Ces différentes rubriques montrent à bien des égards l’amateurisme qui a présidé à ce travail de l’inspection de l’INAM.
En effet, on retrouve plusieurs fois les recommandations :
- Directeur Général et au Conseil d’Administration (CA) et au Conseil de Surveillance (CS) : rubriques 1, 3 et 16 ;
- Au Conseil d’Administration et à la Direction Générale, aux rubriques 2, 15 et 17 ;
Tantôt c’est le responsable des ressources humaines, tantôt le Directeur des ressources humaines. Bref, il est aisé de noter que les inspecteurs n’ont pas pris la peine de consulter l’organigramme de l’INAM pour s’approprier la dénomination des postes des chefs de département et chefs de service, tout le monde devenant responsable.

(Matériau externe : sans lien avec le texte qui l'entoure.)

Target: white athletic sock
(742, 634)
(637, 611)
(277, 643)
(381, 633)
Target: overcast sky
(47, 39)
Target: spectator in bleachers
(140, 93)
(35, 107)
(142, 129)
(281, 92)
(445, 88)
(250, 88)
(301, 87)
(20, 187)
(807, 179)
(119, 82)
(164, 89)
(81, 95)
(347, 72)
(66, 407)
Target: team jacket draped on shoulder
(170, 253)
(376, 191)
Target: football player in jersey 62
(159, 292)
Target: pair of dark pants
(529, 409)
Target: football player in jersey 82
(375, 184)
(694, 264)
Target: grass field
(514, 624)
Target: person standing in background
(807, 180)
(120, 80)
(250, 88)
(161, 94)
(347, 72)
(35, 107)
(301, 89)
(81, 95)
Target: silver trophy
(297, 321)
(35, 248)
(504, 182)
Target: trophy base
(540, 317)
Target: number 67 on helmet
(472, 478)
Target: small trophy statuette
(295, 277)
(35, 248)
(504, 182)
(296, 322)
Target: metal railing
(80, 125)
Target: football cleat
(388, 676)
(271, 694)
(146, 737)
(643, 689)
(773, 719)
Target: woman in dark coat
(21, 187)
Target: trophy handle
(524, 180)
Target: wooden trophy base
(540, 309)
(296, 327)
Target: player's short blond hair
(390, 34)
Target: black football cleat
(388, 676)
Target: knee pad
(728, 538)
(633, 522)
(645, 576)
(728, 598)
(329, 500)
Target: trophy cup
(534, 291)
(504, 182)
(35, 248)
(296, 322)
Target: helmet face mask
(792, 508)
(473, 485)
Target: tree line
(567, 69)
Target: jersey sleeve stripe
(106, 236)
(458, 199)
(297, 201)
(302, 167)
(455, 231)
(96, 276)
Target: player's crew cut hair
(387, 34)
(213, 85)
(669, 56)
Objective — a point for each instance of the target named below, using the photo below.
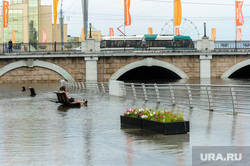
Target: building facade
(27, 19)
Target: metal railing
(100, 87)
(232, 98)
(42, 47)
(232, 46)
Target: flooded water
(38, 131)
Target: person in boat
(71, 99)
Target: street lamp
(90, 26)
(205, 30)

Sur le fond, l’IGE a manqué de préciser la méthodologie d’audit : soit un audit basé sur les risques (nouvelle approche), soit un audit basé sur les cycles (ancienne approche). Sur l’approche par cycle, l’IGE pourrait ainsi regrouper les insuffisances par cycles ou par fonctions :
- Recouvrement et affiliation ;
- Qualité des soins ;
- Achats et approvisionnement ;
- Comptabilité, Finance et Trésorerie
Plus grave encore, on ne sait quelle recommandation est faite par rapport à quelle insuffisance. Ainsi, le rapport passe sous silence les mauvaises pratiques liées aux marchés publics, comme il est apparu dans la presse par le passé, en l’occurrence les contrats d’acquisition de plusieurs logiciels à coup de milliards.

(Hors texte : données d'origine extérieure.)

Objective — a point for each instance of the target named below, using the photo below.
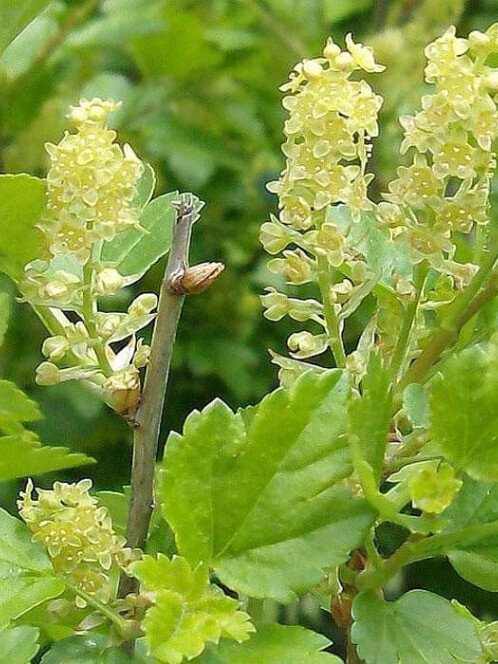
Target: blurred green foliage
(199, 84)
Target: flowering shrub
(287, 496)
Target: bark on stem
(147, 421)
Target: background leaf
(18, 645)
(15, 405)
(90, 649)
(464, 413)
(15, 16)
(476, 560)
(23, 456)
(272, 644)
(270, 511)
(417, 628)
(22, 201)
(21, 452)
(26, 575)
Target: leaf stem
(148, 418)
(331, 319)
(121, 624)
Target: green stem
(372, 553)
(414, 550)
(331, 319)
(121, 624)
(408, 321)
(88, 314)
(462, 309)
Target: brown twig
(148, 418)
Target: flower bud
(108, 281)
(55, 347)
(107, 324)
(142, 305)
(304, 344)
(123, 391)
(48, 374)
(276, 304)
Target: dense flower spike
(331, 119)
(446, 187)
(77, 534)
(327, 224)
(91, 186)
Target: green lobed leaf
(260, 498)
(89, 649)
(26, 575)
(272, 644)
(370, 416)
(475, 558)
(134, 251)
(418, 628)
(188, 611)
(464, 413)
(25, 456)
(15, 16)
(416, 405)
(22, 202)
(18, 645)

Tout compte fait, on retrouve partout dans les recommandations les vocables “Directeur Générale” et “Direction Générale”, ce qui peut faire croire que la personne qui occupait ce poste est seule responsable de toutes les dérives constatées dans la gestion de l’institution.

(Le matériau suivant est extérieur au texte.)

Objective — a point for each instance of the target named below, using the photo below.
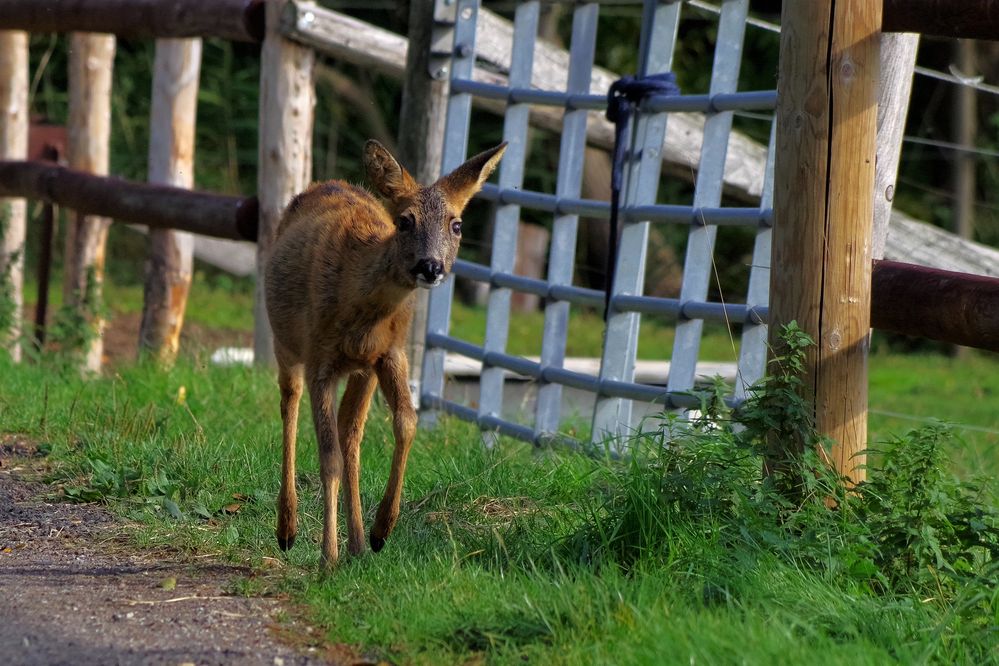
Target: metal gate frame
(614, 387)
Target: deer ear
(385, 173)
(461, 184)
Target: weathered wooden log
(13, 145)
(170, 265)
(939, 305)
(824, 206)
(971, 19)
(284, 168)
(91, 62)
(420, 146)
(237, 20)
(137, 203)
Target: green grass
(495, 557)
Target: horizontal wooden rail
(913, 300)
(157, 206)
(236, 20)
(969, 19)
(939, 305)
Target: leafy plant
(909, 527)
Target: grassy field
(505, 555)
(513, 555)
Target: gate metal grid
(614, 386)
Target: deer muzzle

En termes de chiffres, l’Inspection générale d’Etat est restée muette comme une carpe sur les détournements massifs de milliards de FCFA, en dédouanant le premier responsable pour s’attarder sur les cas mineurs qui se chiffrent à peine à 100 millions de FCFA.
Ce travail d’audit qui devrait permettre aux Togolais de savoir comment l’épicerie du village a été gérée depuis sa création s’est limité à la gestion de 2020-2023. Ce qui passe sous silence une grande partie des crimes économiques depuis la création de l’INAM. C’est vraisemblablement une manière délibérée de camouflage de la vérité pour cautionner les détournements massifs, notamment les attributions des marchés gré à gré, les commandes de logiciels sans tête ni queue, les achats de véhicules et billets d’avion…. A moins qu’un rapport spécial et confidentiel ait été élaboré et soumis à l’attention de Faure Gnassingbé.